John Conway has died

The Aperiodical 2020-04-13

File:John H Conway 2005.jpgConway in 2005; photo by Thane Plambeck

Mathematician John Horton Conway, a professor at both the University of Cambridge and Princeton University, and the originator of hundreds of lovely and clever maths things, has died at the age of 82.

Notably, over the weekend Twitter has been filled with an outpouring of tweets and threads of people recounting their favourite John Conway stories and memories. Inspired by (and slightly cribbing from) Ben Orlin’s thread of tributes, we’ve collected some here for you to read through and remember John Conway, giant of mathematics.

RIP John Conway. I asked him a lot of questions when I was a postdoc at Princeton and he always had a lengthy, deep, informative answer

— Jordan Ellenberg (@JSEllenberg) April 11, 2020

I'm reading reports that John Conway has died. This is very sad – he was a fascinating and incredibly talented mathematician who was responsible for lots of amazing mathematics.

— Dr Nicholas Jackson (@njj4) April 11, 2020

Very sorry to hear this. I was taught by Conway as an undergraduate at Cambridge, and a little under 20 years later was a colleague of his for two years at Princeton. I first met him at a maths event just before I went to Cambridge. By way of small talk, he …1/ https://t.co/WAmVqc695H

— Timothy Gowers (@wtgowers) April 11, 2020

Conway made several videos with Brady Haran, creator of the Numberphile YouTube channel:

I only met the legendary John Conway one time, but he generously spoke on all sorts of topics. His honest and revealing thoughts on life -and death – seem all the more poignant today. https://t.co/7CxI6i856a He leaves an incredible legacy to mathematics.

— Numberphile (@numberphile) April 11, 2020

Like most people who spent time in the Princeton math department, I have some Conway encounters to share … https://t.co/v6KCoefhyT

— Michael J Barany (@MBarany) April 12, 2020

I spent a very memorable day 36 years ago touring John around the UPenn campus. I was very intimidated that the Penn department would entrust a great mathematician to a green undergraduate. I talked to him about exceptional algebraic structures until he said something unexpected: https://t.co/taQYXN8Vad

— Eric Weinstein (@EricRWeinstein) April 12, 2020

(1/3) I was sad to learn that mathematical legend John Horton Conway died yesterday. I had the pleasure of working with him on combinatorial games in the 1980s and conversing with him on and off over the following decades and attending many of his unfailingly entertaining talks.

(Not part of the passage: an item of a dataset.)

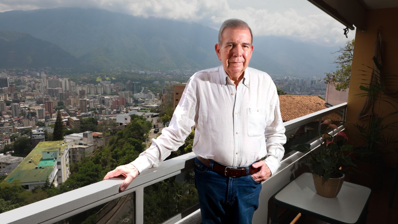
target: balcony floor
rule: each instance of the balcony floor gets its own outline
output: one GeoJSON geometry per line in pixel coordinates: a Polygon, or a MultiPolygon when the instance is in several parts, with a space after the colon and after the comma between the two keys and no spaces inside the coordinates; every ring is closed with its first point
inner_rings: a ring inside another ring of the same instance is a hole
{"type": "MultiPolygon", "coordinates": [[[[392,187],[392,178],[394,170],[392,168],[384,169],[383,188],[380,190],[373,190],[369,202],[369,213],[367,224],[398,223],[398,187],[396,188],[395,196],[392,208],[388,207],[390,195],[392,187]]],[[[293,217],[294,218],[294,216],[293,217]]],[[[284,223],[290,223],[292,220],[287,219],[284,223]]],[[[296,224],[328,224],[308,216],[300,217],[296,224]]]]}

— James Propp (@JimPropp) April 12, 2020

This is just awful news. My introduction to "real" mathematics came in the fall of my freshman year, when I took Linear Algebra from Conway. We have 100 Conway stories from that one course alone. How do you learn vector spaces? Compute dimension of the space of 3×3 magic squares! https://t.co/8EnbSzGpZq

— Alex Kontorovich (@AlexKontorovich) April 11, 2020

Several tweets from Robin Houston sharing lovely Conway things:

The story of Conway’s invention of the filing cabinet, from Richard K. Guy’s biographical essay in Mathematical People: which, poignantly, opens with the words “It is a pleasure to write an obituary while the subject still breathes”. pic.twitter.com/BOBrHz5MI0

— Robin Houston (@robinhouston) April 12, 2020

Here is a better-quality video clip of John H Conway performing the knot trick that @wtgowers mentioned. It’s impressively done. Even watching it on a loop, I can’t see the sleight of hand. pic.twitter.com/8WuBWZ1PKy

— Robin Houston (@robinhouston) April 12, 2020

Very sad to hear John H Conway has died. I loved the biography by @sioroberts. Here’s a taste of it: https://t.co/eFpC23lZy2

— Robin Houston (@robinhouston) April 11, 2020

The book mentioned in the Tweet above is Genius at Play: The Curious Mind of John Horton Conway by Siobhan Roberts, which we reviewed here when it came out in 2015.

Roberts’ biography makes some reference to the sometimes uncomfortable ways Conway exercised the privilege that accompanied his ‘oddball’ reputation. A Twitter thread begun by Dr. Wandering Point shares some less positive memories:

Look, I don’t want to be THAT GIRL again. But did anyone but me notice that all of these tributes, every one of them, is from a dude? https://t.co/8QvGzvz5K0

— Dr. Wandering Point (@WanderingPoint) April 12, 2020

I met him once, when I was a grad student visiting Princeton and was asked to give him a ride to dinner. He told me to call him "Daddy" and we didn't talk about math at all. And that's about the sum of it.

— Anna Haensch (@extremefriday) April 12, 2020

Many more tributes and recollections can be found online:

RIP John Conway, and thank you for your contributions to both mathematics and the universe.